Adesso gran parte della squadra di difesa è cambiata. Memore dei ricordi del pallone, Dell’Utri lo ha spiegato con un paragone calcistico: è un nuovo campionato, la squadra si cambia, anche se qualcuno resta. Ed ha poi aggiunto di sperare in un processo “meno pesante e meno lento”. Lui comunque ci sarà, a tutte le udienze. E Berlusconi? “E’ un teste come un altro. 

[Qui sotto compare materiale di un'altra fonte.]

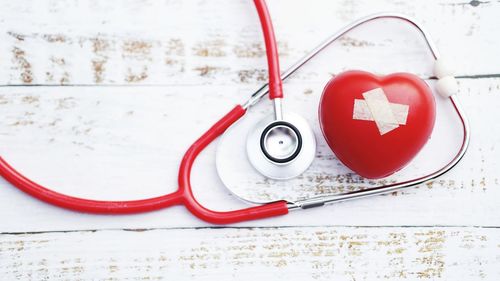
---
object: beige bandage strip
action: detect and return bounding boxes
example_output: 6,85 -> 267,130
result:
352,88 -> 409,135
353,100 -> 409,124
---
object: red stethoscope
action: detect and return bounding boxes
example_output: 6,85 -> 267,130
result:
0,1 -> 470,224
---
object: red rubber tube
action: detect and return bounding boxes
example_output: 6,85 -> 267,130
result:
177,105 -> 289,224
254,0 -> 283,100
0,157 -> 183,214
0,0 -> 290,223
0,105 -> 289,222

Non so se si avvarrà della facoltà di non rispondere, come ha fatto in primo grado. Sarà lui a deciderlo”. “Berlusconi – sottolinea l’Economist, che ha dedicato una ampia anticipazione al processo – non è direttamente coinvolto”. Ma poi il quotidiano inglese induge sulla strategia dei magistrati, e parla di nuovi elementi che verrebbero presentati nell’appello. Tra questi una testimonianza nell’ambito dell’inchiesta sulla morte, sotto il ponte dei Frati Neri a Londra, del banchiere Roberto Calci. I giudici palermitani – sostiene l’Economist –vogliono accertare se Calvi, che avrebbe beneficato di investimenti della mafia, nella prima metà degli anni '70, abbia effettuato investimenti nella Fininvest. Una delle operazioni estere di Calvi, aggiunge l’Economist, riguarda la società Capitalfin International e una propria sussidiaria, la Fininvest Limited-Gran Cayman nel 1947. Risulterebbe poi che il Banco Ambrosiano di Roberto Calvi avrebbe acquistato una consistente quota della Capitalfin. L’economist ricorda anche, però, che la Fininvest ha avviato, nei confronti del consulente che ha trovato queste tracce, una azione legale, sostenendo che il suo lavoro per i magistrati dell’inchiesta sulla morte di Calvi è stato negligente ed ha causato danni alla società.

Un processo meno pesante e meno lungo? Se questo nuovo materiale è solo un assaggio, difficile che le speranze di Dell’Utri possano avverarsi.